Benih ikan brown trout yang berasal dari telur yang berukuran besar mempunyai
daya hidup yang lebih tinggi daripada benih ikan yang berasal dari telur yang
berukuran kecil. Hal ini terjadi karena kandungan kuning telur yang berukuran
makanan yang cukup untuk membuat daya tahan tubuh yang lebih tinggi
dibanding dengan telur-telur yang berukuran kecil (Bagenal 1969).
Woynarovich dan Horvath (1980) menyatakan bahwa induk yang pantas
dipijahkan adalah induk yang telah melewati fase pembentukan kuning telur (fase
vitellogenesis) dan masuk ke fase dorman. Fase pembentukan kuning telur
dimulai sejak terjadinya penumpukan bahan-bahan kuning telur da!am sel telur
dan berakhir setelah sel telur mencapai ukuran tertentu atau nukleolus tertarik ke
tengah nukleus. Setelah fase pembentukan kuning telur berakhir, sel telur tidak
mengalami perubahan bentuk selama beberapa saat, tahap ini disebut fase istirahat
(dorman). Menurut Lam (1985), apabila rangsangan diberikan pada saat ini, maka
akan menyebabkan terjadinya migrasi inti ke perifer, kemudian inti pecah atau
melebur pada saat pematangan oosit, ovulasi (pecahnya folikel), dan oviposisi.
Apabila kondisi lingkungan tidak cocok dan rangsangan tidak tersedia maka telur
dorman tersebut akan mengalami degenerasi (rusak) lalu diserap kembali oleh
lapisan folikel (atresia). Faktor-faktor eksternal lain yang menyebabkan terjadinya
atresia adalah ketersediaan pakan, sedangkan faktor internal adalah umur telur.

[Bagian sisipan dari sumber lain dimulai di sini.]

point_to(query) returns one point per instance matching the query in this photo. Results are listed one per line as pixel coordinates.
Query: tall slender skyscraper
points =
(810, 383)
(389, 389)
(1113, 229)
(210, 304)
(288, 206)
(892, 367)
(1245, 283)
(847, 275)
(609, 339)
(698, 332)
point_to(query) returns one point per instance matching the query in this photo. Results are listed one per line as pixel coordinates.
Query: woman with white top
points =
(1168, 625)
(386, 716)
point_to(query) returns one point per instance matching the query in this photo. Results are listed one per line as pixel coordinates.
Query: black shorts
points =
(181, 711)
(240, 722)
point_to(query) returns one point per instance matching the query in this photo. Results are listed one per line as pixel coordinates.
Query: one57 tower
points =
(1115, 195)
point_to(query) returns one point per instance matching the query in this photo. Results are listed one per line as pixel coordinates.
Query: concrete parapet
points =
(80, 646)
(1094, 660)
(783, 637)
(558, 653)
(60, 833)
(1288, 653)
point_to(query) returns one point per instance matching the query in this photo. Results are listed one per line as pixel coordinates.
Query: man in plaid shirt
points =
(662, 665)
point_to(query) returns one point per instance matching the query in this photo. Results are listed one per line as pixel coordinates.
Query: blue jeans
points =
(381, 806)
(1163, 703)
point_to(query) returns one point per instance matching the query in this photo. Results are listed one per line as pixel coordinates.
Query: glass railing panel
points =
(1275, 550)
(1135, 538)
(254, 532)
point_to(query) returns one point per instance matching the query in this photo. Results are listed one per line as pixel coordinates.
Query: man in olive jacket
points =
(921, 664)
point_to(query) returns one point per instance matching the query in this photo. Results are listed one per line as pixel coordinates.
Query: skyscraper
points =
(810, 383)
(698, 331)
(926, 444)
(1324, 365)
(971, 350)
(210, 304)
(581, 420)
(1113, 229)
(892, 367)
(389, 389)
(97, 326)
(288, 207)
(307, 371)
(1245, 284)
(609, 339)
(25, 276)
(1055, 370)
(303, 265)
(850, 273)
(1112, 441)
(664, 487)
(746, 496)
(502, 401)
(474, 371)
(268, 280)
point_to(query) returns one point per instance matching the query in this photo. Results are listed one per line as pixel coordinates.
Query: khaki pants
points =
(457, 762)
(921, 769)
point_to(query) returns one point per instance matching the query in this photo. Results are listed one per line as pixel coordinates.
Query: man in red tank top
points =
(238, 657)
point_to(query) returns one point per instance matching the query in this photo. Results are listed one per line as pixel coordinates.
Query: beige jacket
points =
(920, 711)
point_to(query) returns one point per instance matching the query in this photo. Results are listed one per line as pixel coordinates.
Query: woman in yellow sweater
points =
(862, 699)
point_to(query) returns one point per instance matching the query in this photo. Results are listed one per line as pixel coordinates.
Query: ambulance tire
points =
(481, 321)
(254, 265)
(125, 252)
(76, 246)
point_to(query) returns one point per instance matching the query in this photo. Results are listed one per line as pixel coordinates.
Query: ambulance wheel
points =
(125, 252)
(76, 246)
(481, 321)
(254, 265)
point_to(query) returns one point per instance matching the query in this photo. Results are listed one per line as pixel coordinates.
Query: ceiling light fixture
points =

Ukuran sel telur juga berhubungan dengan fekunditas. Makin banyak telur
yang dipijahkan maka ukuran telurnya makin kecil, misalnya ikan cod
(diameternya 1-1,7mm) produksinya 10 juta telur dan Salmon Atlantik yang
memiliki diameter telur 5-6 mm, produksi telurnya 2.000-3.000 butir (Blaxter
1969).
Peranan Hormon PMSG
Superovulasi merupakan suatu cara untuk meningkatkan jumlah anak per
kelahiran dan sekresi hormon mammogenik seperti estradiol dan progesteron
selama kebuntingan (Manalu et al. 1999). Superovulasi pada kambing etawa
dengan dosis PMSG sebesar 15 IU/kg bobot badan dapat meningkatkan
produktivitas kambing berdasarkan produksi susu dan bobot badan anak serta
keuntungan, yang sejalan dengan peningkatan jumlah korpus luteum, konsentrasi
hormone progesteron, estrogen selama bunting, volume ambing dan bobot badan
anak (Adriani et al. 2003).
Hormon yang bekerja pada proses pematangan gonad ikan adalah
gonadotropin yang sering digunakan dalam penelitian-penelitian. Hormon PMSG
ini memiliki aktivitas biologi serupa FSH dan LH dimana pengaruh FSH-nya
lebih besar. PMSG merangsang terjadinya lonjakan kadar GnRH yang selanjutnya
akan mempengaruhi pituitary untuk memproduksi gonadotropin (Bolamba et al.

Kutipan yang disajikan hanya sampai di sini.